One reason is that 50 years have passed since the events that made such sites famous. That milestone makes simpler the process of inclusion on the National Register.
"Enough time has passed to put a historical perspective on these events," Abernathy said.
Another reason is that spots associated with the civil rights movement are becoming popular with tourists, in much the same way that Civil War battlefields have attracted tourists.
That has been recognized by communities, which have begun to advertise their place in the civil rights movement. In 1999, the historic register posted on its Web site "We Shall Overcome," a page devoted to places associated with the civil rights movement.
"The whole rebirth of civil rights tourism is clearly a phenomenon," said Amelia Parker, the executive director of the museum in Greensboro.
Places like the National Civil Rights Museum in Memphis, in the Lorraine Motel where Martin Luther King Jr. was shot in 1968, and Atlanta's Martin Luther King Jr. National Historic Site are major attractions that bring in millions of dollars.
"There is a national focus on these communities and the history of civil rights in these communities," said Harold Lucas, the president of the Black Metropolis Convention and Tourism Council in Chicago.

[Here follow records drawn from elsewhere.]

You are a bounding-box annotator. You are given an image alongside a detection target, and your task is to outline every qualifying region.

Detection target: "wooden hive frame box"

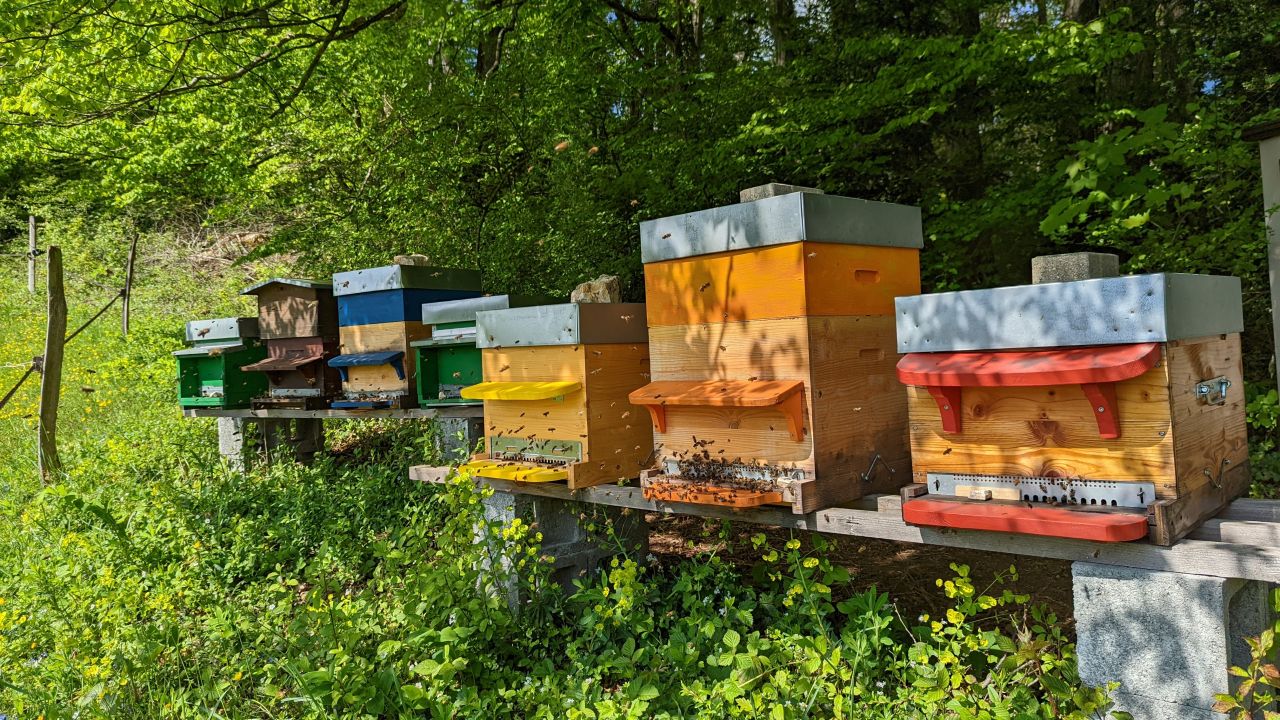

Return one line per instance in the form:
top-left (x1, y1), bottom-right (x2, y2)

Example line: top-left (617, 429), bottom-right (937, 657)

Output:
top-left (241, 278), bottom-right (342, 410)
top-left (630, 184), bottom-right (923, 512)
top-left (462, 302), bottom-right (653, 489)
top-left (329, 265), bottom-right (480, 409)
top-left (897, 273), bottom-right (1249, 544)
top-left (173, 318), bottom-right (266, 409)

Just last month, he gave a tour to about a dozen foreign journalists — at the request of the U.S. State Department — of sites in Chicago associated with the civil rights movement.

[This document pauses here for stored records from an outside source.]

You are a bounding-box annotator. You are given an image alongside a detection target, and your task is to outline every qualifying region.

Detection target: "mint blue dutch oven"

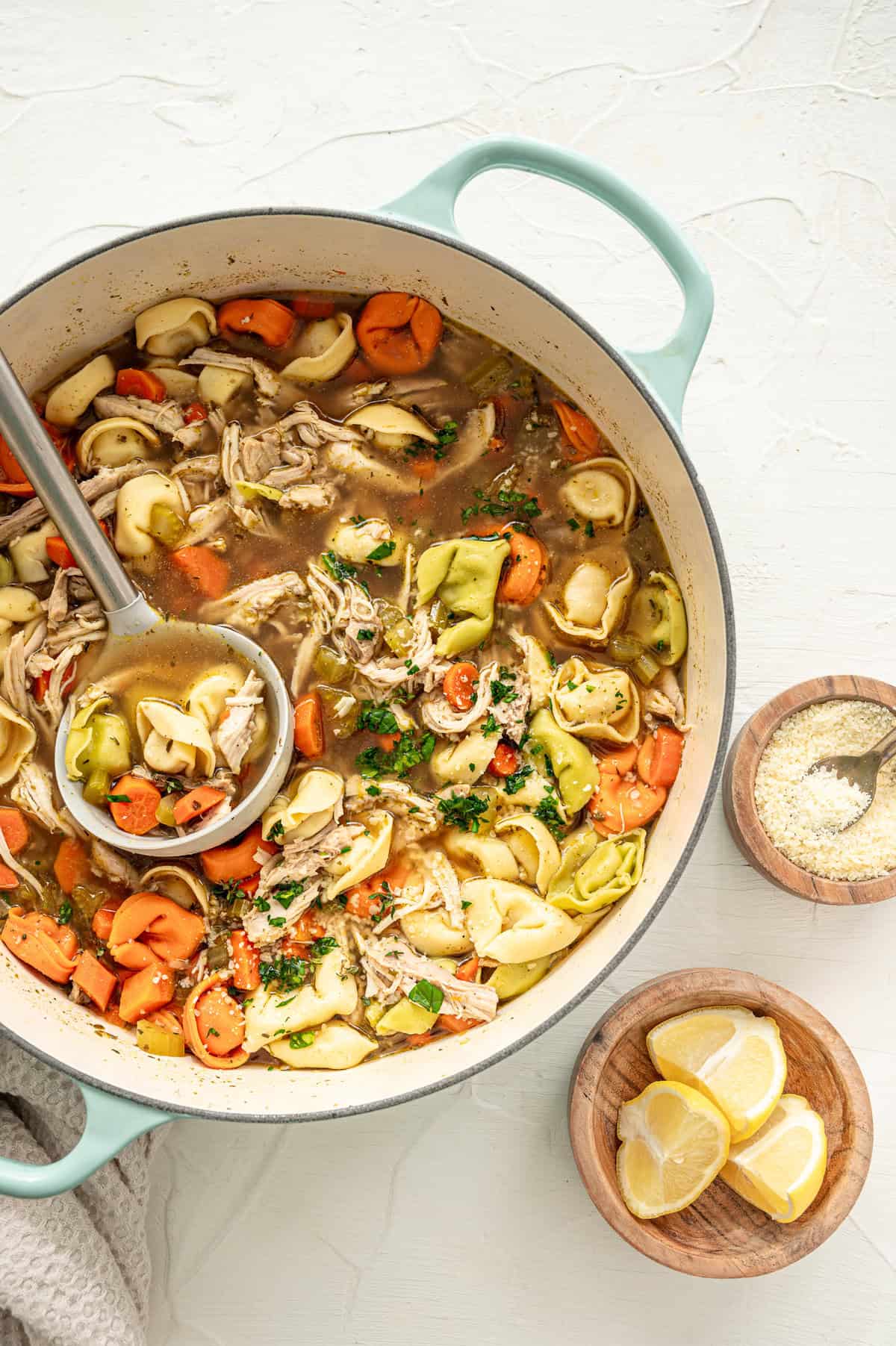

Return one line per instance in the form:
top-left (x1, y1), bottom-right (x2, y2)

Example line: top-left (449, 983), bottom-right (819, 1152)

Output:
top-left (0, 139), bottom-right (735, 1197)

The city played key roles in the labor movement, sports, gospel music, jazz and blues because it attracted so many leaders from those fields during the Great Migration of Southern Blacks to the North in the early 20th century, said Lucas and others.

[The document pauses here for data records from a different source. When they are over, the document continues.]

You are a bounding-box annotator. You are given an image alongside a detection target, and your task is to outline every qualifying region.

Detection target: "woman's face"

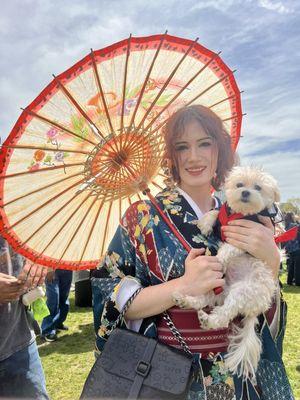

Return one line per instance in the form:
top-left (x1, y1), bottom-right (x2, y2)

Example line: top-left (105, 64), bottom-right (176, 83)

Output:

But Chicago has lacked a well-known landmark from the civil rights movement. And why Roberts Temple was not given landmark status before is anyone's guess.
Fine said it may be because so few knew the church still existed. It was not until federal prosecutors reopened the investigation into Till's death last year that the church was thrust back into public consciousness.
Today, those pushing to keep it there by giving it landmark status — likely to come before the City Council early next year — hope the designation will attract visitors.
Fine points out sites attract visitors to Montgomery, Ala., and other cities that historically are not tourist destinations.
"I mean, Montgomery is a beautiful city, but it's not a resort," he said. "There are definitely people nowadays who specifically go to these cities to see places that relate to the civil rights movement."
Roberts Temple pastor Cleven Wardlow Jr. said tourism dollars could start to flow if the church is listed.
"If it's on the national register, you can't help but become a tourist attraction when people visit the city," he said.
If that happens, Lucas and others hope tourists will stay to see the dozens of sites in Chicago related to history of labor, or the blues.
"History is so very dense in this area of Chicago," he said. "If people come to study the civil rights (movement), we can link them to a broader area and they can discover that there is a full pallet of experiences there."